Aboriginal Affairs Minister Bernard Valcourt stated that, “the Government of Canada is deeply concerned about the high number of missing and murdered aboriginal women and girls, and we are taking firm action to achieve lasting change. This includes the 2010 introduction by our government of a seven-point strategy that improves the response of the law enforcement and justice systems to better meet the needs of aboriginal women, girls and their families.”
Prime Minister Harper has indicated previously that he does not believe there is a need for a public inquiry. In June, 2013 Atleo raised the issue of a public inquiry with the Prime Minister and according to Atleo, “he repeated that he doesn’t support the call for an inquiry and feels strongly on moving on action based on existing reports… it is clear we don’t agree, but I pressed for it again and stated we would continue to do so.” A special parliamentary committee was created to study the issue.

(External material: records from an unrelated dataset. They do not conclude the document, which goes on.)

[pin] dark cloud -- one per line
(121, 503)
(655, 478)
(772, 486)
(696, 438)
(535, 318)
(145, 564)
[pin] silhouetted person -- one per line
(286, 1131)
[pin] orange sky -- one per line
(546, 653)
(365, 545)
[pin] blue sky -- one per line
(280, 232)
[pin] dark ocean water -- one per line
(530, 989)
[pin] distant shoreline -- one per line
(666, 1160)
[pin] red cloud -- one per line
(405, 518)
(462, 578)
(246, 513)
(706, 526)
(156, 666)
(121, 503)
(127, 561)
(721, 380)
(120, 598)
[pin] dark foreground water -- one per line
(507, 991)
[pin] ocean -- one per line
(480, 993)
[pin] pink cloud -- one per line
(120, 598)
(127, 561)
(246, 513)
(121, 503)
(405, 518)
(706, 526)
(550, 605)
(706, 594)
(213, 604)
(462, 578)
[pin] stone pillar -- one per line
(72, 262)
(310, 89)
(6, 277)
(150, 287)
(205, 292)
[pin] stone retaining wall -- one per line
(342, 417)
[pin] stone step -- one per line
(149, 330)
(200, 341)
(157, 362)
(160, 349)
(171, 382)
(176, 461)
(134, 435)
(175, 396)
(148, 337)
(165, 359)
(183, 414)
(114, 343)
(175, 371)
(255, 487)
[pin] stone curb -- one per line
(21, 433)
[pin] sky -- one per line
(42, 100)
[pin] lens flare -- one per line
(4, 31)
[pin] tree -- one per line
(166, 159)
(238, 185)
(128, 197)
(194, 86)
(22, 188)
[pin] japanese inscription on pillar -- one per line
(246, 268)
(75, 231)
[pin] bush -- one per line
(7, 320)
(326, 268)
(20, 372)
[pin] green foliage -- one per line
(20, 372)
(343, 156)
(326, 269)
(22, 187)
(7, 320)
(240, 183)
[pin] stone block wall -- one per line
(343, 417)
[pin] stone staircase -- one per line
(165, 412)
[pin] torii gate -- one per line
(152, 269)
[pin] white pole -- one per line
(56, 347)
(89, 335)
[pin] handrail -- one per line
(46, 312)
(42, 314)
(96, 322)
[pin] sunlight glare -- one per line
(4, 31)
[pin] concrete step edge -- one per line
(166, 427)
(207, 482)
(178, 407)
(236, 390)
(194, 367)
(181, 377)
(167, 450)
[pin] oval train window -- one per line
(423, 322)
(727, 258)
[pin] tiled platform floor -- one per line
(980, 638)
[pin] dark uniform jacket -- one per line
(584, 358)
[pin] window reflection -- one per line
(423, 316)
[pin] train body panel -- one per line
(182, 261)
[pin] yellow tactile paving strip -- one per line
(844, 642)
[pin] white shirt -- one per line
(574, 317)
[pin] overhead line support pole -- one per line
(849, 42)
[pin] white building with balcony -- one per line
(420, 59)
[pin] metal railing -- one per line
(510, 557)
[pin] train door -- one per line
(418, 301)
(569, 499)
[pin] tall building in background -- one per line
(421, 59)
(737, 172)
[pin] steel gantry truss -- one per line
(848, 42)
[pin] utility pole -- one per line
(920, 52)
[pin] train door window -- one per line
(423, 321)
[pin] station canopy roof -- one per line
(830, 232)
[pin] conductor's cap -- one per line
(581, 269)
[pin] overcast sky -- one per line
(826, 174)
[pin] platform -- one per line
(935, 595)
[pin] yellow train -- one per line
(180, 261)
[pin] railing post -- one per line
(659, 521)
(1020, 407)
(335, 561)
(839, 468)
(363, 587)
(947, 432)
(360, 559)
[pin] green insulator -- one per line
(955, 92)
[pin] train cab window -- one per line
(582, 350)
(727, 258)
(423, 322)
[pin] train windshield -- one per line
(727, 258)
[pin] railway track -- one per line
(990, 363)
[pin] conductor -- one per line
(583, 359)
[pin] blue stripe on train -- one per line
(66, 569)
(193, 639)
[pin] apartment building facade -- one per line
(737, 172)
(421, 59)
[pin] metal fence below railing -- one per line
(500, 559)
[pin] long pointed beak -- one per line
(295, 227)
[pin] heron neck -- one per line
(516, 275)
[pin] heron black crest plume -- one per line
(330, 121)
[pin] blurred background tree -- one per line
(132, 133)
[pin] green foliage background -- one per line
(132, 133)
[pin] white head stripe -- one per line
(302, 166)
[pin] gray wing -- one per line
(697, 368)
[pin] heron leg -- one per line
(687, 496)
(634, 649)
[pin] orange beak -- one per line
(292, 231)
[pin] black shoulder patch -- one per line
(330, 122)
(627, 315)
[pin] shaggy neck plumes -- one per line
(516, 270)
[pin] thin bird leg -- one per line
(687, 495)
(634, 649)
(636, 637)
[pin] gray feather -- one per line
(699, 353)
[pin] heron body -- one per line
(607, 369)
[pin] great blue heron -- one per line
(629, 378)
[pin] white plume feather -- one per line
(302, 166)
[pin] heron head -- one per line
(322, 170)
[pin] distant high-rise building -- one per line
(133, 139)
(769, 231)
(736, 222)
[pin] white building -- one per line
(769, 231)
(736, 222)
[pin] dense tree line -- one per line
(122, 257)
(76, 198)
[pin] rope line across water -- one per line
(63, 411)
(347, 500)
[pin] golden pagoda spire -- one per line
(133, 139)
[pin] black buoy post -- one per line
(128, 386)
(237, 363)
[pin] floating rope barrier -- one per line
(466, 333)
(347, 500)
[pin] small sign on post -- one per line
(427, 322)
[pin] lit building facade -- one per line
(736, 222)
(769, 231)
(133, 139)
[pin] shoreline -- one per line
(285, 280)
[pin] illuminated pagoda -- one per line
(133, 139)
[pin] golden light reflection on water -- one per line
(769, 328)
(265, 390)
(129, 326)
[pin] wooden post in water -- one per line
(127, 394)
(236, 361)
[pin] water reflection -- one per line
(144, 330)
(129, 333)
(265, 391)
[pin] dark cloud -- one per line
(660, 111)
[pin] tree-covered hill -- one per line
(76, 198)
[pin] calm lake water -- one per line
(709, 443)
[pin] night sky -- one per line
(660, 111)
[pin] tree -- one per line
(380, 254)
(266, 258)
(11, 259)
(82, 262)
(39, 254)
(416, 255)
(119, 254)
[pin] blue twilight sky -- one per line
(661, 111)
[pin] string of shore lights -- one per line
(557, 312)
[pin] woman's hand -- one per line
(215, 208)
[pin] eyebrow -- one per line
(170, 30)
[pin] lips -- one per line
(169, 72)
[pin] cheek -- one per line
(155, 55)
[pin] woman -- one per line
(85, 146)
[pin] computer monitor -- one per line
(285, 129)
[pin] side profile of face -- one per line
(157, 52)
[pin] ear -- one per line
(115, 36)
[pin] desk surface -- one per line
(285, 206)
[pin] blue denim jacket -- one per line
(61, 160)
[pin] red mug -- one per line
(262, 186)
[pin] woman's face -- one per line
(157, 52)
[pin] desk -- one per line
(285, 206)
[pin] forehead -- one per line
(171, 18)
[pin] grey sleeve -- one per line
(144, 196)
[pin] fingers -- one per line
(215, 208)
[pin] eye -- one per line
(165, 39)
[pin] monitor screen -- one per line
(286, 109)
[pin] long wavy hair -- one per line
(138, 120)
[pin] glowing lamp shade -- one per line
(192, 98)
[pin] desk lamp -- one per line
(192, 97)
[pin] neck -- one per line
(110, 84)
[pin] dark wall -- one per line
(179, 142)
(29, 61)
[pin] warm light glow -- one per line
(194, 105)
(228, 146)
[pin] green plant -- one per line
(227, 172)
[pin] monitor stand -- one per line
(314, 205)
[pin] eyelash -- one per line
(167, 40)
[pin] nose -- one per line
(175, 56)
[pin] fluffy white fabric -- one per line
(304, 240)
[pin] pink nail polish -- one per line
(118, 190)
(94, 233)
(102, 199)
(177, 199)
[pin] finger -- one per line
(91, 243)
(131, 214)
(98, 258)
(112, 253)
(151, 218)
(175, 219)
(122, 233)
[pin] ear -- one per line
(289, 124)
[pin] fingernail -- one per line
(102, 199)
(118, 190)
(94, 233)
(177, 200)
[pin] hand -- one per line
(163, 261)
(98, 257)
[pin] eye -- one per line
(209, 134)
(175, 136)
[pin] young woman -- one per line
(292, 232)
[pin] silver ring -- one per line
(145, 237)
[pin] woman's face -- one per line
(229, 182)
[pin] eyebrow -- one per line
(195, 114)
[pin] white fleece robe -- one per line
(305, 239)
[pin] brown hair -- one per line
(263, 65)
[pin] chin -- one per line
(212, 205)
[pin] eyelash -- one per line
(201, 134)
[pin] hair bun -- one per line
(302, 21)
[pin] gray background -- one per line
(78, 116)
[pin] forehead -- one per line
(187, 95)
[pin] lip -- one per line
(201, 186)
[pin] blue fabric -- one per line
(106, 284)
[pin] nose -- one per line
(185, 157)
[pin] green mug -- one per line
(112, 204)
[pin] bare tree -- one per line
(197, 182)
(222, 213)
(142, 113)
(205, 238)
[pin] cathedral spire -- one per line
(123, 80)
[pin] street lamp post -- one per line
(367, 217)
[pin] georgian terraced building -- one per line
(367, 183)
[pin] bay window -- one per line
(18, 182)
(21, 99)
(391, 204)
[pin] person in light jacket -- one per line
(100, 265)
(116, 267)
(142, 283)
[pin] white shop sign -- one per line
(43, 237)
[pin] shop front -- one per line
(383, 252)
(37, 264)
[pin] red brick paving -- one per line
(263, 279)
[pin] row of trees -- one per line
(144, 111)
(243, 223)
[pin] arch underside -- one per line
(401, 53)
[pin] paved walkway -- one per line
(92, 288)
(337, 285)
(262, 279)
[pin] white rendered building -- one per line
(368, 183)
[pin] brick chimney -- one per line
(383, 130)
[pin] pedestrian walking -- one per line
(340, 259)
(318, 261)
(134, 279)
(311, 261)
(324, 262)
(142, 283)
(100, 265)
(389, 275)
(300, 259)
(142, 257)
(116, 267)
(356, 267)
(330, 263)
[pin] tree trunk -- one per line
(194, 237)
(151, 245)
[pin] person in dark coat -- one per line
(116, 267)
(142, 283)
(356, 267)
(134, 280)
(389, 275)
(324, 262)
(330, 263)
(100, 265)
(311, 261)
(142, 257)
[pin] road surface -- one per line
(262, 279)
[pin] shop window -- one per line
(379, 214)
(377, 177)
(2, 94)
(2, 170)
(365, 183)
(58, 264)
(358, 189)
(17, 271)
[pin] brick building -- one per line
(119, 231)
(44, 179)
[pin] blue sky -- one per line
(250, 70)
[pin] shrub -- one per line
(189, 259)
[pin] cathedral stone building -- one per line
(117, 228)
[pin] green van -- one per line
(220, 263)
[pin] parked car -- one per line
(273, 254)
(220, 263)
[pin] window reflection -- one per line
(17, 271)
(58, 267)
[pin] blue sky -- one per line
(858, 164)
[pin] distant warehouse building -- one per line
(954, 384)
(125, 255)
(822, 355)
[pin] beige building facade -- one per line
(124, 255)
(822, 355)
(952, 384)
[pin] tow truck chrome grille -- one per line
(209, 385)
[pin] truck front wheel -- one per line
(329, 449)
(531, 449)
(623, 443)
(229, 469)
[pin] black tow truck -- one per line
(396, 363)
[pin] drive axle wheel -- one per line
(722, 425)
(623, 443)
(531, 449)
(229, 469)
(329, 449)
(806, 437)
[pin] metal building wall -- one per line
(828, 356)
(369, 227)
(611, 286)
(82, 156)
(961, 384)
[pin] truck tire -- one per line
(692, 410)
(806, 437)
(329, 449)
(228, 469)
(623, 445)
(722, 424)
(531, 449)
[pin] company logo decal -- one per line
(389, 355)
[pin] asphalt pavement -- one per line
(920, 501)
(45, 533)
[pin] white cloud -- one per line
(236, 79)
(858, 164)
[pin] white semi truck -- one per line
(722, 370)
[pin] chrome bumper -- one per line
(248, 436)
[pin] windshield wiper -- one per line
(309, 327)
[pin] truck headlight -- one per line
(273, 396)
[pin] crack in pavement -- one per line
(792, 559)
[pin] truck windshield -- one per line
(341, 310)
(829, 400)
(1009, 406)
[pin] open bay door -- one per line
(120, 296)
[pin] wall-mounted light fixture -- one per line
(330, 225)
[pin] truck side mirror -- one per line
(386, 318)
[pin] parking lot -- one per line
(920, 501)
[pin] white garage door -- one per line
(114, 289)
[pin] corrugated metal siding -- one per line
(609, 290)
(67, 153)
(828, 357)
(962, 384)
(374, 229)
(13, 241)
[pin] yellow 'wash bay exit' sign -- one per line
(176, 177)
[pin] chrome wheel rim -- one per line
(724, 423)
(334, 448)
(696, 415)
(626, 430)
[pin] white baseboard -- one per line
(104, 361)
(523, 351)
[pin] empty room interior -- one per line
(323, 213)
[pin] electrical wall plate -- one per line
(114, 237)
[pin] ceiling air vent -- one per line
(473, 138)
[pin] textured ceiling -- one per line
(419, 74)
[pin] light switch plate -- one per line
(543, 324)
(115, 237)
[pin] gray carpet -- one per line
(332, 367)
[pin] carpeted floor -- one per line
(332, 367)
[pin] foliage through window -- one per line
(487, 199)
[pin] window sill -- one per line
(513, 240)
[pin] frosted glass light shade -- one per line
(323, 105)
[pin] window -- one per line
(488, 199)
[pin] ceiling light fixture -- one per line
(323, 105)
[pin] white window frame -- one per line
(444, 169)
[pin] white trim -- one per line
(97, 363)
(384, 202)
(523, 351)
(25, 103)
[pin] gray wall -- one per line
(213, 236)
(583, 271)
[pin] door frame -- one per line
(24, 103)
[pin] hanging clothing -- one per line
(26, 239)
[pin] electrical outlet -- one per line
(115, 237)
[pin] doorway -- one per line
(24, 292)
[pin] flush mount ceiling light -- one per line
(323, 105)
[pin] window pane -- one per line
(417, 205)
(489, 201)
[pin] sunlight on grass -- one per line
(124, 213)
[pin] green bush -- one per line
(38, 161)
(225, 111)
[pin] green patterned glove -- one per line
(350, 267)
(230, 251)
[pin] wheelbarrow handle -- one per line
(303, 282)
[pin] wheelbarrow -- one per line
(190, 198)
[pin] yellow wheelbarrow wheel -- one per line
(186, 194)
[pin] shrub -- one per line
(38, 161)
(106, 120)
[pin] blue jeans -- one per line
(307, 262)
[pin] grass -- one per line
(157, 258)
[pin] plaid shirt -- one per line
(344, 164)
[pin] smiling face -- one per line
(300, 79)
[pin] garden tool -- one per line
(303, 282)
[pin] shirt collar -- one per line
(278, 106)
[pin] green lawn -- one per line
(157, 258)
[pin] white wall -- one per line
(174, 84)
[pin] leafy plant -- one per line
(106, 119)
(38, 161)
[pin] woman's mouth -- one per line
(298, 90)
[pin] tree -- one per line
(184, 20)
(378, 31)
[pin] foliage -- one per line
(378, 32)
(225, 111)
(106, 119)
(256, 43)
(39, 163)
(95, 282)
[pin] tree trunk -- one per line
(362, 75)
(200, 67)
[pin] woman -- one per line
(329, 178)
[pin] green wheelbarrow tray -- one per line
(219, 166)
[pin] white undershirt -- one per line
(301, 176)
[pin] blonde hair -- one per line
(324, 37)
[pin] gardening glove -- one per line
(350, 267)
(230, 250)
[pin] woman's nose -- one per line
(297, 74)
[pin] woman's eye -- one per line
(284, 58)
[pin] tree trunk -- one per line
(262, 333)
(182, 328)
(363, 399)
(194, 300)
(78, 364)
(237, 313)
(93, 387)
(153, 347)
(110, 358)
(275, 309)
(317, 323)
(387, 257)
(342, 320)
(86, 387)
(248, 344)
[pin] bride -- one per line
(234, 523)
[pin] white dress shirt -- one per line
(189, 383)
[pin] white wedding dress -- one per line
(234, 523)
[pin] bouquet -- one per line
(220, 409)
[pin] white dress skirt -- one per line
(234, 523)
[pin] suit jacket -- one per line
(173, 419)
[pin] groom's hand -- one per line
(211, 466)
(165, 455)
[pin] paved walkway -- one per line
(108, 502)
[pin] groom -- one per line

At the rally on Parliament Hill, NDP Leader Tom Mulcair and NDP foreign affairs critic Paul Dewar spoke. Dewar said “we will do everything we can to tell our colleagues that the only thing that will bring justice to you, to your families, to the memory of your loved ones is to do what you have asked every year… and that is to have any inquiry.”
Liberal aboriginal affairs critic Dr. Carolyn Bennett also spoke at the rally. Dr. Bennett said that “with Aboriginal women and girls still vastly over-represented as victims of violence, homicide and persons who go missing, ensuring the safety and well being of Aboriginal women and girls in Canada is an urgent issue. We must work together to put an end to this epidemic of violence and it is clear that only a national public inquiry would have the scope and resources necessary to identify the root causes of this ongoing tragedy, provide justice for the victims and true healing for their loved ones.”
Speaking with Loonie Politics on the weekend, Dr. Bennett stated, “over 216 vigils took place on Friday to honour the missing and murdered indigenous women and their families. The government needs an Action Plan to deal with this now.” Dr. Bennett spoke with Loonie Politics in an interview last month about issues facing the First Nation communities. The interview can be found at the following link:
The NWAC made the request for a public inquiry one year ago, which has subsequently been supported by the provincial Premiers. We agree. The disappearance and violence towards Aboriginal women and girls is a national tragedy that needs to be addressed in a forum larger than a parliamentary committee. We lend our voice to the call for a public inquiry.